Modeling the Data using Features Chosen with the SelectKbest Function
Random Forest
accuracy score:
0.9357
cross validation:
[0.82772659 0.82151275 0.8145 0.81962997 0.81605829]
cross validation with AUC:
[0.89991833 0.9033447 0.90034001 0.89884141 0.90075802]
confusion matrix:
[[32054 2789]
[ 1712 33445]]
precision recall f1-score support
1 0.95 0.92 0.93 34843
2 0.92 0.95 0.94 35157
micro avg 0.94 0.94 0.94 70000
macro avg 0.94 0.94 0.94 70000
weighted avg 0.94 0.94 0.94 70000
CPU times: user 25min 54s, sys: 33.1 s, total: 26min 27s
Wall time: 26min 36s
The random forest model had the best performance out of all of the models run with features chosen using the selectkbest function. Cross validation showed few signs of overfitting with this model.
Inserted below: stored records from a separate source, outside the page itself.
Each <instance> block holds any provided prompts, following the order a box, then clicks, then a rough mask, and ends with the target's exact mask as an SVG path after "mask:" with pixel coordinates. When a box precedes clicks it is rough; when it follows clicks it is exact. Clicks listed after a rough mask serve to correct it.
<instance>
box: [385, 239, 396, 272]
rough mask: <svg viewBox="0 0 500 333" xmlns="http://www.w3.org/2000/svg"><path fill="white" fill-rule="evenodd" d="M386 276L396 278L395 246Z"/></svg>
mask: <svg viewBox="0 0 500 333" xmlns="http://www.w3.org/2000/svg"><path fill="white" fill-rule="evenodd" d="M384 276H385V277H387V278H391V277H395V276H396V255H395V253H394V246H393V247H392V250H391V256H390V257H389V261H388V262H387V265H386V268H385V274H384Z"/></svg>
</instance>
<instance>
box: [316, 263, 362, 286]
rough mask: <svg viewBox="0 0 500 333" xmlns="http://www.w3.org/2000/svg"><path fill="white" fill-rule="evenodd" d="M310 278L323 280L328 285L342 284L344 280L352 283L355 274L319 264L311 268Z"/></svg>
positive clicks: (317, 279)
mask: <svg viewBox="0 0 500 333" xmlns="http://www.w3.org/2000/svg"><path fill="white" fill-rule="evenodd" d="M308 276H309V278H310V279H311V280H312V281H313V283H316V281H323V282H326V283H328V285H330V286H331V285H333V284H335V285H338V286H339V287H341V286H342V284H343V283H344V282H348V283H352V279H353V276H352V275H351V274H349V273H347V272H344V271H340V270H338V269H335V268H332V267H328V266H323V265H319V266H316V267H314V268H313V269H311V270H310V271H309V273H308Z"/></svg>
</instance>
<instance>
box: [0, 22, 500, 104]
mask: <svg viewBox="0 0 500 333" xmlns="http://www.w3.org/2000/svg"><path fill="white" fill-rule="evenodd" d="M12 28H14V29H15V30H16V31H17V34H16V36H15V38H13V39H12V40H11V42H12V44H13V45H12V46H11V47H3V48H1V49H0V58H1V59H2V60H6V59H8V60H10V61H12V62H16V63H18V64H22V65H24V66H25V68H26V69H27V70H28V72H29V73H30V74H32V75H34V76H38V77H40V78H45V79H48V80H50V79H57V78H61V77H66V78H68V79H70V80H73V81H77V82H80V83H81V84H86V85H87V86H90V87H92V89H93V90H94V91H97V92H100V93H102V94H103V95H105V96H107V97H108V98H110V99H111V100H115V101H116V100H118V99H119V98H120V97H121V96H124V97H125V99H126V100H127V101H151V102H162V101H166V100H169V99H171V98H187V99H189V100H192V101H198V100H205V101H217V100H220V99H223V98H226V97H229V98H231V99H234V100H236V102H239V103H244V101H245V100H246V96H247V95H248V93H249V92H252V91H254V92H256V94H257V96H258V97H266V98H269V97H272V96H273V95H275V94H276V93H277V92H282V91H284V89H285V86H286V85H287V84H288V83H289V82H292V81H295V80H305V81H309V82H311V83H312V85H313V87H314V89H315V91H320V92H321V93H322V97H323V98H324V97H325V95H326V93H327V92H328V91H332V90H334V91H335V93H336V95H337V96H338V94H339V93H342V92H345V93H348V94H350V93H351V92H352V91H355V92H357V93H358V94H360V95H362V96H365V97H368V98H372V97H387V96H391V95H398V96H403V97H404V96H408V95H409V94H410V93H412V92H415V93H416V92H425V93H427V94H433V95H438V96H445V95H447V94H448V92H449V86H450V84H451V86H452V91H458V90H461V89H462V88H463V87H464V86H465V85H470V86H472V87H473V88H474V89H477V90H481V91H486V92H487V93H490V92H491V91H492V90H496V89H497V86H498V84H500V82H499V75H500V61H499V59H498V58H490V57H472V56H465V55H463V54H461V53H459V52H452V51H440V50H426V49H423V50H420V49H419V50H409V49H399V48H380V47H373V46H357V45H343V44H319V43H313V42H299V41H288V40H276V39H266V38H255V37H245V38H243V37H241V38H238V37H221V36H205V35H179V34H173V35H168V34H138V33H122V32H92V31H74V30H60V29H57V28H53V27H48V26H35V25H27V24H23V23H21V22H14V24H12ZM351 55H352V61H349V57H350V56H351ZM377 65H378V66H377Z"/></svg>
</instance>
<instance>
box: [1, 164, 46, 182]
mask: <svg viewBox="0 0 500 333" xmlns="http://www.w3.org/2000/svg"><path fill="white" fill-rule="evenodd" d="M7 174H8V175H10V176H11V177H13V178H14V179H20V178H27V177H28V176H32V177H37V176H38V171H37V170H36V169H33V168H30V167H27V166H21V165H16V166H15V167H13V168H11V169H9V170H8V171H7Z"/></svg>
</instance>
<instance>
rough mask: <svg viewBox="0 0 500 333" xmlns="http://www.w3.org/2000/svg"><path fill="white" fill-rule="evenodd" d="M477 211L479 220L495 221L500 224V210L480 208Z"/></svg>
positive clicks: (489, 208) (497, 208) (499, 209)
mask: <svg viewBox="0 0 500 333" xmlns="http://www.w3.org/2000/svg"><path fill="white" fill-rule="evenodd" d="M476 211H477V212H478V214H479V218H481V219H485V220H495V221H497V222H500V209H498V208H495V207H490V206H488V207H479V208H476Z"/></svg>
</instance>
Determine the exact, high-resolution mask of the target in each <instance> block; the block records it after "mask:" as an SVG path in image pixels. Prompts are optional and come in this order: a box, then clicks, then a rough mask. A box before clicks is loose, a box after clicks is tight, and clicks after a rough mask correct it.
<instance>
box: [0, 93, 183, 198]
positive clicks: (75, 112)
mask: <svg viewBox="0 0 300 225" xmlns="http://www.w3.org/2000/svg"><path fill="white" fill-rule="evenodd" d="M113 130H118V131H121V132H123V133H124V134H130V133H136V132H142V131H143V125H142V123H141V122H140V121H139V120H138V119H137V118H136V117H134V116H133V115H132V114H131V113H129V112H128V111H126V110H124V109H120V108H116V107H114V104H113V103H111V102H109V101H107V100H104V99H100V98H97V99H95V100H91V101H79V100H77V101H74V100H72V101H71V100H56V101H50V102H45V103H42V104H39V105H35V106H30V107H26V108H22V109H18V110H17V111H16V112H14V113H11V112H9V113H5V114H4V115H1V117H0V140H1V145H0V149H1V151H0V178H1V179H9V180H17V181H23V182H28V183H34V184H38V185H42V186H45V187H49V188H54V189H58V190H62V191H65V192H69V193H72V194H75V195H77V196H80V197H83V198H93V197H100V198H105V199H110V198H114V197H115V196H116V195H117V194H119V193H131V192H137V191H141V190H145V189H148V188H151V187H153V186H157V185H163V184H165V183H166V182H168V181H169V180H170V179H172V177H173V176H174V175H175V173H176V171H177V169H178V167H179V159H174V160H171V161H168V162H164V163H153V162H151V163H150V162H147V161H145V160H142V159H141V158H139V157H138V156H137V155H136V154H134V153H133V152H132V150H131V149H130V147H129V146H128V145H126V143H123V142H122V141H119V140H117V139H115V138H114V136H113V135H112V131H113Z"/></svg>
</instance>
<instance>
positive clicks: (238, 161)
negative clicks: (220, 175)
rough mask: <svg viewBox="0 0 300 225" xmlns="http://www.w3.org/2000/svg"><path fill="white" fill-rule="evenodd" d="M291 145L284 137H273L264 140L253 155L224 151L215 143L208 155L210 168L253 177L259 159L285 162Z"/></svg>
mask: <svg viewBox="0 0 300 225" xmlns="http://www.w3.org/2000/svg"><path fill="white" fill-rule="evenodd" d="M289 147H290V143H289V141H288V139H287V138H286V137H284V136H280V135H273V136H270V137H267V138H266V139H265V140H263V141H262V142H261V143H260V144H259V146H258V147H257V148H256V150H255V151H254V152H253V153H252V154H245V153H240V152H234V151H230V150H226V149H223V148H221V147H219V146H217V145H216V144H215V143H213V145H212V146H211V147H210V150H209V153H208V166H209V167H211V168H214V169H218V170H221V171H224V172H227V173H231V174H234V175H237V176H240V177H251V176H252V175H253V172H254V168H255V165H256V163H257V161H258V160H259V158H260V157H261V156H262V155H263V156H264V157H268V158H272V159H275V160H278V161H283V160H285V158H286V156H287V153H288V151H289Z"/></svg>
The random forest model using selectkbest still had lower accuracy than the model that used all of the available features in the dataset, implying that useful features were removed prior to modeling. Since selectKbest removes a low number of features in this case, this would mean that the majority of the dataset’s useful features had meaningful variance . Logistic regression’s performance didn’t differ much regardless of feature selection, implying that the model type doesn’t suit the bikeshare data.
When it comes to comparing full featured models and models that used sectkbest, most of the full featured models slightly outperformed their counterparts that used K best features. Using selectKbest allows for computational complexity to be reduced without abstracting the individual features (unlike PCA). However, in a situation where most of the features had a positive effect on the ability of the model to predict gender, this form of feature selection wasn’t particularly helpful.
Analysis and Conclusion
The random forest model using all of the dataset’s useful features the best model when it came to predicting the gender of the Citi Bike users. It is also important to note that the support vector classifier could also prove valuable when it comes to making predictions if larger amounts of computational resources are available due to its ability to draw distinct boundaries among the classes; a quality that is especially useful for location based data.
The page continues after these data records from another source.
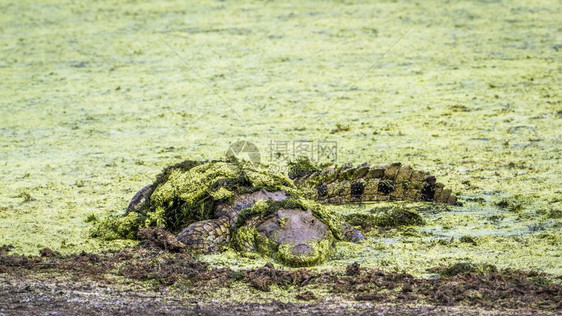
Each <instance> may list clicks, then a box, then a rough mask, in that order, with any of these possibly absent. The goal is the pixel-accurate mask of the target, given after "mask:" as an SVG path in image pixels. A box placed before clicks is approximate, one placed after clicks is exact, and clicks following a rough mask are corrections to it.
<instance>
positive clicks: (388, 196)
mask: <svg viewBox="0 0 562 316" xmlns="http://www.w3.org/2000/svg"><path fill="white" fill-rule="evenodd" d="M294 182H295V184H296V185H297V186H298V187H300V188H301V189H303V190H304V191H305V192H306V194H307V197H309V198H312V199H315V200H317V201H320V202H325V203H336V204H337V203H339V204H341V203H355V202H367V201H412V202H423V201H427V202H437V203H444V204H452V205H458V204H459V203H458V201H457V197H456V196H455V195H454V194H452V191H451V190H450V189H447V188H445V187H444V185H443V184H442V183H440V182H437V181H436V178H435V176H432V175H430V174H429V173H427V172H424V171H419V170H414V169H413V168H412V167H410V166H403V165H402V164H400V163H393V164H390V165H380V166H375V167H370V166H369V165H368V164H363V165H359V166H357V167H350V166H344V167H339V168H338V167H334V166H331V167H328V168H325V169H323V170H321V171H317V172H314V173H312V174H309V175H306V176H303V177H299V178H295V179H294Z"/></svg>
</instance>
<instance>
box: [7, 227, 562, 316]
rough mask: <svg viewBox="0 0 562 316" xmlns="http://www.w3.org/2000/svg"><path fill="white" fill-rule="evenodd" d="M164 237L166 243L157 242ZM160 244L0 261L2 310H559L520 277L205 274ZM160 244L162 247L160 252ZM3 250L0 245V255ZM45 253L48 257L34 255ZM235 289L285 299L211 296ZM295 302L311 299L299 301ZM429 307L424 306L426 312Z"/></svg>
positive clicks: (258, 272) (261, 267) (307, 270)
mask: <svg viewBox="0 0 562 316" xmlns="http://www.w3.org/2000/svg"><path fill="white" fill-rule="evenodd" d="M163 239H166V237H163ZM154 245H158V243H151V244H149V243H144V246H139V247H135V248H124V249H122V250H119V251H106V252H102V253H100V254H89V253H81V254H77V255H71V256H61V255H58V254H52V255H49V256H45V255H41V256H21V255H10V254H8V253H6V252H5V251H2V252H1V254H0V267H1V268H2V270H1V271H0V272H1V274H0V284H1V286H0V289H1V292H2V295H1V296H0V306H1V307H0V313H3V314H14V313H21V312H29V313H30V314H40V313H42V312H47V311H48V312H52V313H58V312H60V313H78V314H83V313H86V312H85V311H86V309H81V308H80V307H79V306H81V304H85V305H86V306H88V308H90V309H89V310H88V311H91V312H99V313H113V314H146V313H150V314H153V313H163V314H175V313H197V314H214V313H219V312H220V313H225V314H229V315H230V314H236V313H239V312H244V313H249V314H253V315H265V314H268V313H274V314H290V313H303V312H309V313H313V314H328V313H332V312H336V311H338V312H342V313H344V314H356V313H364V312H369V313H372V312H380V313H383V312H384V313H389V314H398V313H399V314H412V315H413V314H419V313H422V314H439V313H447V314H453V315H454V314H456V313H458V314H462V313H465V314H466V312H467V311H468V310H469V311H471V312H473V313H475V314H476V313H486V312H490V313H491V312H493V313H499V314H506V315H509V314H525V313H529V314H531V313H532V314H544V315H548V314H555V313H558V312H560V311H562V303H561V298H562V284H561V282H560V278H554V277H552V276H550V275H547V274H544V273H537V272H524V271H519V270H499V271H498V270H496V269H491V268H488V269H478V268H476V267H473V266H470V265H464V266H462V265H461V266H460V267H435V268H434V269H433V270H434V272H438V273H440V275H441V276H440V277H435V278H432V279H424V278H416V277H413V276H412V275H410V274H407V273H391V272H384V271H381V270H377V269H371V268H362V267H361V266H360V265H359V264H358V263H355V264H352V265H348V266H347V268H346V271H345V272H341V271H314V270H307V269H292V270H284V269H278V268H276V267H274V265H273V264H267V265H265V266H263V267H260V268H256V269H246V270H238V271H236V270H232V269H225V268H210V267H209V266H208V265H207V264H204V263H202V262H200V261H198V260H197V259H196V258H193V257H191V256H190V255H188V254H186V253H183V252H181V250H180V252H170V251H166V250H162V249H158V247H155V246H154ZM163 247H165V246H163ZM3 249H5V248H3ZM45 253H48V251H47V250H44V251H42V254H45ZM232 288H239V289H242V290H243V291H244V290H245V291H257V292H256V293H265V295H269V294H268V293H269V292H271V291H272V295H275V293H274V291H275V289H282V290H283V291H286V292H289V293H295V294H293V298H292V299H290V300H286V301H285V302H281V301H278V300H276V299H267V297H264V298H265V299H266V300H265V301H264V302H258V303H256V302H253V303H250V302H245V301H240V302H234V301H233V300H232V299H231V297H229V296H224V297H217V296H215V297H214V298H210V299H209V297H208V295H209V293H213V292H215V293H216V292H217V291H221V290H224V289H226V290H228V291H232ZM303 302H309V303H307V304H304V303H303ZM428 306H432V307H431V308H430V307H428ZM469 314H470V313H469Z"/></svg>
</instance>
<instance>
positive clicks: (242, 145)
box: [226, 140, 261, 166]
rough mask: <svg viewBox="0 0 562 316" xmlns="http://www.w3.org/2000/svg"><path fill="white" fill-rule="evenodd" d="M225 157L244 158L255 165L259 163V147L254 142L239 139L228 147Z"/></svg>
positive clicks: (259, 162) (260, 156)
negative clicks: (254, 143)
mask: <svg viewBox="0 0 562 316" xmlns="http://www.w3.org/2000/svg"><path fill="white" fill-rule="evenodd" d="M226 157H233V158H235V159H237V160H246V161H249V162H250V163H252V164H253V165H254V166H257V165H259V164H260V163H261V154H260V149H259V148H258V146H256V145H255V144H254V143H252V142H249V141H246V140H239V141H237V142H235V143H233V144H231V145H230V146H229V147H228V150H227V151H226Z"/></svg>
This study established the best suprvised modeling technique and feature classification pairing for the gender of the citibike users. The next step in using this data to discern the demographics of the users based on their usage of the service would be to collect more types of data and go more in depth into which features have a greater impact on the likelihood of a user being a particular gender. This includes collecting data from different sources and engineering more features. Afterwards the study can be expanded to include different types of demographical classes as outcomes such as age.
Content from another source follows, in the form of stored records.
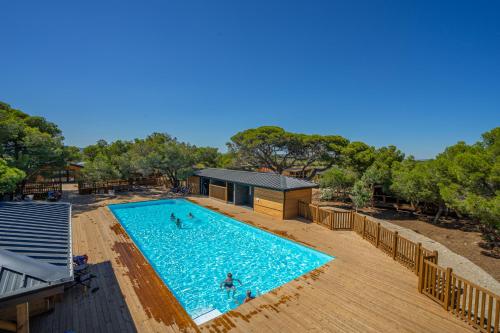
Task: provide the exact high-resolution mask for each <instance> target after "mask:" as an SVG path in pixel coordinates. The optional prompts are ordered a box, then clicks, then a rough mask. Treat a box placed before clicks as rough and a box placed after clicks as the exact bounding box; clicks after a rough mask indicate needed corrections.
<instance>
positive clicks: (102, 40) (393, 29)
mask: <svg viewBox="0 0 500 333" xmlns="http://www.w3.org/2000/svg"><path fill="white" fill-rule="evenodd" d="M0 10H1V12H2V13H3V15H2V28H0V40H1V42H2V51H1V52H0V69H1V70H0V73H1V80H0V100H2V101H5V102H7V103H10V104H11V105H12V106H13V107H17V108H20V109H22V110H24V111H26V112H28V113H30V114H37V115H42V116H45V117H46V118H48V119H49V120H51V121H54V122H56V123H57V124H59V126H60V127H61V128H62V130H63V131H64V135H65V137H66V143H67V144H73V145H78V146H85V145H88V144H91V143H94V142H95V141H96V140H98V139H100V138H104V139H106V140H115V139H119V138H120V139H131V138H134V137H143V136H145V135H147V134H149V133H151V132H153V131H157V132H168V133H170V134H172V135H174V136H177V137H178V138H179V139H181V140H185V141H189V142H191V143H194V144H197V145H212V146H217V147H221V148H222V147H224V144H225V142H227V141H228V140H229V138H230V137H231V135H233V134H235V133H236V132H238V131H240V130H243V129H246V128H249V127H255V126H260V125H279V126H282V127H284V128H286V129H287V130H290V131H296V132H303V133H319V134H340V135H343V136H345V137H347V138H348V139H350V140H362V141H365V142H367V143H369V144H372V145H375V146H382V145H388V144H395V145H397V146H398V147H400V149H402V150H403V151H405V152H406V153H408V154H413V155H415V156H416V157H417V158H429V157H432V156H434V155H435V154H436V153H438V152H440V151H441V150H442V149H443V148H444V147H446V146H448V145H451V144H454V143H455V142H457V141H459V140H465V141H467V142H474V141H477V140H478V139H479V138H480V134H481V133H483V132H485V131H487V130H489V129H491V128H493V127H495V126H499V125H500V121H499V120H500V2H498V1H371V0H370V1H333V0H329V1H269V0H268V1H60V2H56V1H32V2H29V1H3V2H2V3H1V4H0Z"/></svg>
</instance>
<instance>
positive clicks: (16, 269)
mask: <svg viewBox="0 0 500 333" xmlns="http://www.w3.org/2000/svg"><path fill="white" fill-rule="evenodd" d="M72 276H73V270H72V255H71V206H70V205H69V204H67V203H39V202H8V203H0V300H1V299H3V298H6V297H11V296H13V295H17V294H24V293H26V292H31V291H36V290H37V289H40V288H44V287H47V286H51V285H55V284H59V283H63V282H67V281H69V280H71V279H72Z"/></svg>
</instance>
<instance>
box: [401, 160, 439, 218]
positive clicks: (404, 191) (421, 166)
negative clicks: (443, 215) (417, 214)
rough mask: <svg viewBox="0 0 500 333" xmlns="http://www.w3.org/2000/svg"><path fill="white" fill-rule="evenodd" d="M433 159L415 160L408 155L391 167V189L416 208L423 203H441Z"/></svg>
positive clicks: (419, 205)
mask: <svg viewBox="0 0 500 333" xmlns="http://www.w3.org/2000/svg"><path fill="white" fill-rule="evenodd" d="M433 163H434V162H433V161H421V162H417V161H415V159H414V158H413V157H412V156H410V157H409V158H407V159H405V160H404V161H403V162H396V163H394V164H393V167H392V184H391V191H392V192H394V193H395V194H396V196H398V197H399V198H402V199H404V200H406V201H409V202H410V203H411V205H412V207H414V208H415V209H416V210H419V208H420V205H421V204H423V203H433V204H437V205H438V206H439V205H440V204H441V205H442V204H443V200H442V199H441V196H440V193H439V186H438V183H437V179H436V175H435V169H434V165H433Z"/></svg>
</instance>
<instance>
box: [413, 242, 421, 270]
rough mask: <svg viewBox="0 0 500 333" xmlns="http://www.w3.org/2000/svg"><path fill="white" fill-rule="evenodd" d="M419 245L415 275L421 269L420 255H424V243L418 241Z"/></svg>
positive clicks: (416, 259) (415, 261) (417, 255)
mask: <svg viewBox="0 0 500 333" xmlns="http://www.w3.org/2000/svg"><path fill="white" fill-rule="evenodd" d="M417 245H418V246H417V253H416V255H415V275H418V272H419V270H420V257H421V256H422V243H418V244H417Z"/></svg>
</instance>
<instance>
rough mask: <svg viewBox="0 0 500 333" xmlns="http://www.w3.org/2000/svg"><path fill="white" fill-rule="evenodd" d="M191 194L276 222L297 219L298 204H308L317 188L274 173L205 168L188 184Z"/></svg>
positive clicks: (284, 176)
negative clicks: (238, 207) (248, 208)
mask: <svg viewBox="0 0 500 333" xmlns="http://www.w3.org/2000/svg"><path fill="white" fill-rule="evenodd" d="M188 184H189V186H190V188H191V193H192V194H199V195H204V196H208V197H210V198H214V199H218V200H222V201H224V202H226V203H232V204H234V205H238V206H246V207H249V208H252V209H253V210H254V211H256V212H258V213H263V214H266V215H269V216H272V217H274V218H277V219H281V220H284V219H291V218H294V217H296V216H297V213H298V202H299V201H303V202H306V203H310V202H311V200H312V189H313V188H315V187H317V186H318V185H317V184H315V183H312V182H309V181H306V180H303V179H297V178H292V177H287V176H283V175H280V174H276V173H268V172H253V171H241V170H229V169H218V168H207V169H202V170H198V171H196V172H195V174H194V176H191V177H190V178H189V180H188Z"/></svg>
Understanding how to better utilize supervised modeling techniques to predict gender, will give insight as to what kind of people are using the bike share service and particular habits different types of customers share. This can allow for more direct marketing to specific types of users or changes in the product that better match how the service is used. Through the use of cheap and accessible data, decisions can be made that can result in increased efficiency and revenue for the company.